The President went for the bigger, faster drawdown option in his speech this evening.  I commented on The World.

He has tried hard to limit the mission, but it is still an open question whether the Afghans will be ready to take over security responsibility for the country by 2014.  He showed no sign that he believes their governance will improve, and he made only passing reference to the economy.  Nation-building, he said, is what we should do in the United States.  That pretty much sinks the civilian side of the Afghanistan effort, except for “the political settlement.”  That I suppose is whatever comes out of the reconciliation efforts with the Taliban.

The President was keen in Iraq on the idea that a timeline would get the Iraqis to stand up to their responsibilities, a strategy that I think worked.  So was Leon Panetta during the Iraq Study Group.  It looks to me as if they are trying to reproduce that (relative) success, just as they tried to reproduce the (relative) success of the surge.  The difference is on the Afghan side of the equation–Kabul seems a lot less ready to take over, and less able to get ready to take over, than Baghdad ever did.

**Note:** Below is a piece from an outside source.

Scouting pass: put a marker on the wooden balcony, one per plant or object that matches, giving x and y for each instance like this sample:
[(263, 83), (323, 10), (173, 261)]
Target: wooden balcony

Of course the withdrawal announced tonight is only of the “surge” troops and would leave about 68,000 U.S. troops in Afghanistan, twice the number there at the beginning of the Administration.  So the President is getting his cake and eating it too.  He is offering the Congress (and the American people) a bigger and faster drawdown than anticipated while keeping a substantial number of troops in Afghanistan, albeit fewer than Petraeus, Mullen and Gates seem to have wanted.  But they get to decide who comes home first–you bet it won’t be anyone they think particularly useful.